Немея от ужаса и тошноты, Ларичева взяла протянутую ей пачку бумаг и пошла. Она даже не посмотрела, что он ей выдал. Какая разница? Липкая грязь стекала по ней, не давала дышать. Упхолов. Бедный, милый, с кем ты живешь, с кем ты, зачем ты… Просто как в песеннике получается… “Сапогами листву вороша, Издалека родная душа Приближалась, а я убегала На гулянку — ни много, ни мало. Возвращалась — на сердце парша, А в глазах маскарадные рожи, Ты единственная хороша — говорю, но родная душа Убегает по первой пороше”.

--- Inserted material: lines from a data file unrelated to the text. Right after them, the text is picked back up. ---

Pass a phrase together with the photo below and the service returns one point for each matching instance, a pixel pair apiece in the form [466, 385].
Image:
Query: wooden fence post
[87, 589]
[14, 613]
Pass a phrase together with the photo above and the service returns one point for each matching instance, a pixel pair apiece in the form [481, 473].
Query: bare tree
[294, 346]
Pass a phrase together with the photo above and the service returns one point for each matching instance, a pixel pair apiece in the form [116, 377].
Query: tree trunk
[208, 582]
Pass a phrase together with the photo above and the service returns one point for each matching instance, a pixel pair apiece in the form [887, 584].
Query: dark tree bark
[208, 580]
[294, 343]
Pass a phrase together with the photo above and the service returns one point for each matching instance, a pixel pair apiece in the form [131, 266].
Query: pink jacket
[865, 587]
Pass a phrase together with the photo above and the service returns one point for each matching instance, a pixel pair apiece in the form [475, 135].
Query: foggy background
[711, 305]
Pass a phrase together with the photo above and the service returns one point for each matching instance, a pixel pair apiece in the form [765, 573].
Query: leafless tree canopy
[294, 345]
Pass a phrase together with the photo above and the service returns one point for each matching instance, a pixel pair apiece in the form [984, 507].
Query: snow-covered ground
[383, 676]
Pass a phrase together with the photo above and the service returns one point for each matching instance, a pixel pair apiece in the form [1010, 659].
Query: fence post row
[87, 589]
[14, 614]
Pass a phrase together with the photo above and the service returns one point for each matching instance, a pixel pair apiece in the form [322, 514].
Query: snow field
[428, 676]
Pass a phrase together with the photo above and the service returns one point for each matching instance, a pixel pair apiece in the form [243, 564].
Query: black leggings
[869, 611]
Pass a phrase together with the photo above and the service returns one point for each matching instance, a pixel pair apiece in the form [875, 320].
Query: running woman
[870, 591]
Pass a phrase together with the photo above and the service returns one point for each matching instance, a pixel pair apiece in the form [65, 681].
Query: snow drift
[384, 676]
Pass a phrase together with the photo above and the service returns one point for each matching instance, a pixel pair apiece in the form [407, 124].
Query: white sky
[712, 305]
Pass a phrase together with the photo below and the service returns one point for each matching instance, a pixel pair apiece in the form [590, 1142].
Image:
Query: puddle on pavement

ЛЕГЕНДА ОТРАСЛИ ГОВОРИТ “БРОСЬТЕ!”
Она два раза позвонила Батогову, один раз он не мог. Второй раз пришла, поговорили, но разговор не клеился. Ларичевой даже показалось, что она Батогову мешает жить. Он поил ее чаем цейлонским, с мятой, конфеты были старинные — “Ласточка”. Поднос стоял на столе с зеленым сукном и с лампой, похожей на церковь. Больную не было слышно, а что с ней, Ларичева спросить боялась. Да и зачем? Вот сидит человек, у которого на целый день меньше боли было. Шутливый великий человек, жив, разговаривает. Что ему теперь все эти летописи? Он прошлым жить не может, он мотор, ему надо в гущу. А в гущу у Нездешнего не получается. Ларичева сидела, как в смоле, от полного тепла и ненужности.